The first part of the paper is deliberately kept on a conceptual level in order to allow easier transfer to other topics and historical contexts. The second part provides an exemplary case study, in which I apply the sketched-out tool. Though substantial in-depth information on the context of the case study is given, the aim is not a comprehensive interpretation of the chosen document, but an intellectual exercise: what can the research tool do for opening up contextual evidence and alternative angles for interpreting the source?
The chosen case study is a private document from 7th c. BCE Assur, a major urban centre that had long been the imperial capital of Assyria and was still hosting some key royal functions including the burial of the kings. The cuneiform tablet records the summons of the host of a group of Egyptian merchants to the local magnates because of misdoings towards his charges by a group of ‘criminals.’

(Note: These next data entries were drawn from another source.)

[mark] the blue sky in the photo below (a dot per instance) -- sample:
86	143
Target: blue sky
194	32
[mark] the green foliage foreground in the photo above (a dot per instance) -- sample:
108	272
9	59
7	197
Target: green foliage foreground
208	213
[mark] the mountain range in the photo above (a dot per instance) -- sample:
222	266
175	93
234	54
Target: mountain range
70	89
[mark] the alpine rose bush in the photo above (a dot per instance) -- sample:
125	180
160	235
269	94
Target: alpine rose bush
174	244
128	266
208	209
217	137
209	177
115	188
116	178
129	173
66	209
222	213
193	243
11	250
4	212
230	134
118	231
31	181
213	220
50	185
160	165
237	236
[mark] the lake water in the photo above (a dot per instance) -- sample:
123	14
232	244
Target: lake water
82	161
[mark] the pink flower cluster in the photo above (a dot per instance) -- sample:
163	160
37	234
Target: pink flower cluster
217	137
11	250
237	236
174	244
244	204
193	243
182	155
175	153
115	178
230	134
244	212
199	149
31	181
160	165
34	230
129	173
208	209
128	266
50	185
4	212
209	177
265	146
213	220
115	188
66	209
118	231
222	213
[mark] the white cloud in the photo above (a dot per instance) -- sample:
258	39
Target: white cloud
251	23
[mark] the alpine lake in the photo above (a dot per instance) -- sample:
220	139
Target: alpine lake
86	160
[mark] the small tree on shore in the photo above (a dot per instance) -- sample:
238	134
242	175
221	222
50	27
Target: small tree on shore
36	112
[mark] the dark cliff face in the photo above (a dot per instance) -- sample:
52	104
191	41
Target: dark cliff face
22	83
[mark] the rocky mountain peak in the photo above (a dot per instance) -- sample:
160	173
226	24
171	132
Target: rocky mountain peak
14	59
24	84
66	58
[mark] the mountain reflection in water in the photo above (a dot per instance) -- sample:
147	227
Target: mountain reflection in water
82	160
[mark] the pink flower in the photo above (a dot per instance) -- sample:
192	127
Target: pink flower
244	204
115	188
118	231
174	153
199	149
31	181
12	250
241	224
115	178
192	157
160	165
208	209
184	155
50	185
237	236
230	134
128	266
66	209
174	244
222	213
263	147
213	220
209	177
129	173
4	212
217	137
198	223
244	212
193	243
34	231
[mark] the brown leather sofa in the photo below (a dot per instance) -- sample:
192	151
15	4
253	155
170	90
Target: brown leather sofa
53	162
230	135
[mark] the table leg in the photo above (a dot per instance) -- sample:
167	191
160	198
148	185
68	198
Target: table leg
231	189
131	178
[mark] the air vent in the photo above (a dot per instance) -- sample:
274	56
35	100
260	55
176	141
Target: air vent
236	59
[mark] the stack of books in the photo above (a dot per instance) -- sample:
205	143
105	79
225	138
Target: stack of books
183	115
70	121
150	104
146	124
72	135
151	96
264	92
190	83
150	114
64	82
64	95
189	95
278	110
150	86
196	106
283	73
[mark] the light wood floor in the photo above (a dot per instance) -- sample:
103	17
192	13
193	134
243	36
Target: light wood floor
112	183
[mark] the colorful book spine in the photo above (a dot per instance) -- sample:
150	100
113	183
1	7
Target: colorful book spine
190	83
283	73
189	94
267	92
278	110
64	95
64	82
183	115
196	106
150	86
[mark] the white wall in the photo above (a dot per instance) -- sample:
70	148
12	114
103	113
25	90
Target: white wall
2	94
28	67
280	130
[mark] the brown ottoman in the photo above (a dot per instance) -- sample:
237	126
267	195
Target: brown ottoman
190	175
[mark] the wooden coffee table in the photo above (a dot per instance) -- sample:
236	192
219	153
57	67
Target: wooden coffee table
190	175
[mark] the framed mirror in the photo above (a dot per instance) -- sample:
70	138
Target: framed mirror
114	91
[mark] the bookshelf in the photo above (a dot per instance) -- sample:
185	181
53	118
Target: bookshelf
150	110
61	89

The devised research tool brings to the fore that each of the persons involved in the incident can be understood as a stranger, even the host himself. Furthermore, the host function may have been either providing accommodation or hosting a business meeting. The vaguely referred-to attack could be against the persons of the Egyptians, their professional role, or their merchandise; or it may only indirectly concern them and be directed primarily against their host. Depending on the identity of the witnesses of the document, who might be either local persons or potentially equated with higher-ranking personalities from the surrounding urban centres, also the ‘criminals’ can have been from any echelon of society, from petty pre-convicted local criminals to high-ranking business representatives from the wider court circle.
Thus, as hoped for, the research tool opens up a wide scope of micro and macro perspectives of the case at hand, many of which are only marginally studied so far.
Wasmuth, Melanie (2022). “A Stranger in the House: Situating Deviance in an ‘Alterity’ Research Approach.” Avar: An Interdisciplinary Journal of Life and Society in the Ancient Near East, 1(1), 139–183. https://doi.org/10.33182/aijls.v1i1.1646.
Dr. Melanie Wasmuth is vice-leader of ANEE Team 2 and docent in Egyptology and Ancient Near Eastern Studies at the University of Helsinki. She currently works as the principal investigator of "MIGREIA – Cross-Regional Migration in the Ancient World: Egyptians in Assur” (research scholarship after Habilitation, Gerda Henkel Stiftung).